Dehydration can sneak up quickly in the heat, leading to fatigue, dizziness, headaches, muscle cramps, and more serious complications if left unaddressed. Fortunately, staying hydrated is simple with a few mindful habits. Here’s how to keep your body fueled and refreshed all summer long:

1. Drink Water Consistently—Not Just When You’re Thirsty

Thirst is a late sign of dehydration, so make it a habit to sip water throughout the day.
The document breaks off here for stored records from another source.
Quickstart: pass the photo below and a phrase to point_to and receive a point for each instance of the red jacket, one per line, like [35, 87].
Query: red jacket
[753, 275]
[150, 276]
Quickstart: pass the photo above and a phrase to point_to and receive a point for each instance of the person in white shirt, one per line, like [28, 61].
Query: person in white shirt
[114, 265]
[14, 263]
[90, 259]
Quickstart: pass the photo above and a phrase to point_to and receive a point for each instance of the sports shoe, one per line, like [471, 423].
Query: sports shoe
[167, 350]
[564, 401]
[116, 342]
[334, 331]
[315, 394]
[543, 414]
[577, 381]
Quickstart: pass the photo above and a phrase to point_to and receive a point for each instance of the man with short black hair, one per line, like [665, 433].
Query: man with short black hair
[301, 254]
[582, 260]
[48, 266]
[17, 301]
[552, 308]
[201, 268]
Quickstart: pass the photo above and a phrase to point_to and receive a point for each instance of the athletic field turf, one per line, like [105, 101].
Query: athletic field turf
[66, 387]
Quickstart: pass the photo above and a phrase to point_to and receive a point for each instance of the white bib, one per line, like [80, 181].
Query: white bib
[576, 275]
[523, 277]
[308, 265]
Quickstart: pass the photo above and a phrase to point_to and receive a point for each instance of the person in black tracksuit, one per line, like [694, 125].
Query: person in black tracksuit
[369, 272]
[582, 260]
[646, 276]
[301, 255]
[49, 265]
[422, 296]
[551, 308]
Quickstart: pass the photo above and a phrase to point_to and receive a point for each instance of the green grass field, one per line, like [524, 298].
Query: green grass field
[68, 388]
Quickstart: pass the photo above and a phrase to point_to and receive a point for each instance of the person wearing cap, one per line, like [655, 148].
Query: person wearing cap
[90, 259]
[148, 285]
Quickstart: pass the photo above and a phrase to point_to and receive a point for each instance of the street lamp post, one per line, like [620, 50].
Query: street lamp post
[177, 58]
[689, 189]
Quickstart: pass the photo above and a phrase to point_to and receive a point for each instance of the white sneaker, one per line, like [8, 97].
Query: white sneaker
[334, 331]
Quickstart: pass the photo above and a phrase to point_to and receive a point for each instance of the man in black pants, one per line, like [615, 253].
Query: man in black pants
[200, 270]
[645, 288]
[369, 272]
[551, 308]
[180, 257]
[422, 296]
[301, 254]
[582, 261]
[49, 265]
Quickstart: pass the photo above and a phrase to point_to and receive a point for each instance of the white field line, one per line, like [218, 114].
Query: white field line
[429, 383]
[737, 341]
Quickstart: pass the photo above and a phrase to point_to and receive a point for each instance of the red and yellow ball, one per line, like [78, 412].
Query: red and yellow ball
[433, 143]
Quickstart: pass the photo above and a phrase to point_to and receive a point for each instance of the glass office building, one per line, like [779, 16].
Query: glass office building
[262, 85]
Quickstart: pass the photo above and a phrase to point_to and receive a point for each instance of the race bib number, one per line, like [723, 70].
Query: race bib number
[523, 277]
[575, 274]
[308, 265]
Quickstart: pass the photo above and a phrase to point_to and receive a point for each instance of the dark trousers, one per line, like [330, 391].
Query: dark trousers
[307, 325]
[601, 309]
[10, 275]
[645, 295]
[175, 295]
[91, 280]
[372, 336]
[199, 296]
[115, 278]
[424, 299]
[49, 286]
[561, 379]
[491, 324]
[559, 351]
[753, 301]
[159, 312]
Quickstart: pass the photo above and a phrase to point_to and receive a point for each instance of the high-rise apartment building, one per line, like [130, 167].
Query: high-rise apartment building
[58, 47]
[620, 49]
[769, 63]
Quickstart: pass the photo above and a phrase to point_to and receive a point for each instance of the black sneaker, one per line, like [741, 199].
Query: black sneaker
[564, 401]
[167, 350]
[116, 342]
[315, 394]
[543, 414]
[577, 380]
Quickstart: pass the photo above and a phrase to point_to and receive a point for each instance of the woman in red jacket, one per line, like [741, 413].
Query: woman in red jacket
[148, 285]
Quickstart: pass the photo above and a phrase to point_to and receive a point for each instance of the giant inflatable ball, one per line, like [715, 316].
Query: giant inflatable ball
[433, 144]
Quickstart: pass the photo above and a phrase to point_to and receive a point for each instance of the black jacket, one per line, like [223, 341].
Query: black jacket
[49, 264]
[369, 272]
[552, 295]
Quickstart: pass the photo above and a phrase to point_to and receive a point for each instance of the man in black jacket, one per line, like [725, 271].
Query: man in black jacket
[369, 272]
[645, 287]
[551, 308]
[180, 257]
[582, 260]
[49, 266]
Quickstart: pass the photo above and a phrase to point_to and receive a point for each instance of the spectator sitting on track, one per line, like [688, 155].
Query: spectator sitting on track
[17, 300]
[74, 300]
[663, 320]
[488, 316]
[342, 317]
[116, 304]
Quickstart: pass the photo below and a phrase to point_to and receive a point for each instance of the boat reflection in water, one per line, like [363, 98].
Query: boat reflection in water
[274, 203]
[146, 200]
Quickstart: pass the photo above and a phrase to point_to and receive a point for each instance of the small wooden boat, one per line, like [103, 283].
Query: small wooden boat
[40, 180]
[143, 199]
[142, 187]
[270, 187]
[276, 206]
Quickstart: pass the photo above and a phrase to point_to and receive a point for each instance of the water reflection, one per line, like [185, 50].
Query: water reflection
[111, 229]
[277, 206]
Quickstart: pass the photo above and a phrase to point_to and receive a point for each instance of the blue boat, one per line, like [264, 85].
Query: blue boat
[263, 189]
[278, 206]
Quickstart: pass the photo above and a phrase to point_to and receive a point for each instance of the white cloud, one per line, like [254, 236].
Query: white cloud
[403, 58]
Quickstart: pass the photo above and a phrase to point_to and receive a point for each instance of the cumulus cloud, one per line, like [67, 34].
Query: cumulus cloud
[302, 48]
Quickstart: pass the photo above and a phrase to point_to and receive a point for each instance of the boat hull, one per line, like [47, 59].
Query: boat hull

Aim for at least 8 cups (64 ounces) of water daily as a baseline, but increase that amount if you’re exercising, spending time in the sun, or sweating heavily.

Pro Tip: Carry a reusable water bottle with you and refill it often—it’s a visual reminder to drink.

2. Start Your Day With Water

After 7–8 hours of sleep, your body wakes up dehydrated. Begin each morning with a glass of water before coffee or breakfast to replenish lost fluids and kick-start your metabolism.

3. Eat Your Water

Many fruits and vegetables have high water content and can help boost hydration levels. Some top choices include:

  • Watermelon
  • Cucumbers
  • Strawberries
  • Lettuce
  • Cantaloupe
  • Oranges

Add them to meals or snacks for a refreshing, water-rich boost.

4. Replenish Electrolytes if You’re Active

If you’re sweating a lot—whether during workouts, hikes, or long days in the sun—your body loses electrolytes like sodium, potassium, and magnesium. Replenish them with:

  • Sports drinks (watch for added sugar)
  • Coconut water
  • Electrolyte tablets or powders
  • A pinch of sea salt in your water with a splash of citrus juice

5. Limit Dehydrating Drinks

Alcohol, caffeine, and sugary sodas can contribute to dehydration. While they’re fine in moderation, balance them with plenty of water—especially on hot days.

6. Listen to Your Body

Be aware of common signs of dehydration:

  • Dry mouth or lips
  • Dark yellow urine
  • Fatigue or brain fog
  • Dizziness or headache

At the first sign, stop and hydrate.

7. Hydrate Before, During, and After Time in the Sun

If you’re planning a beach day, outdoor event, or long walk, drink water before heading out, bring hydration with you, and be sure to rehydrate after.

Hydration is Health

Staying hydrated doesn’t just help you feel better—it supports your digestion, energy levels, skin health, and even brain function. Prioritize hydration this summer and your body will thank you.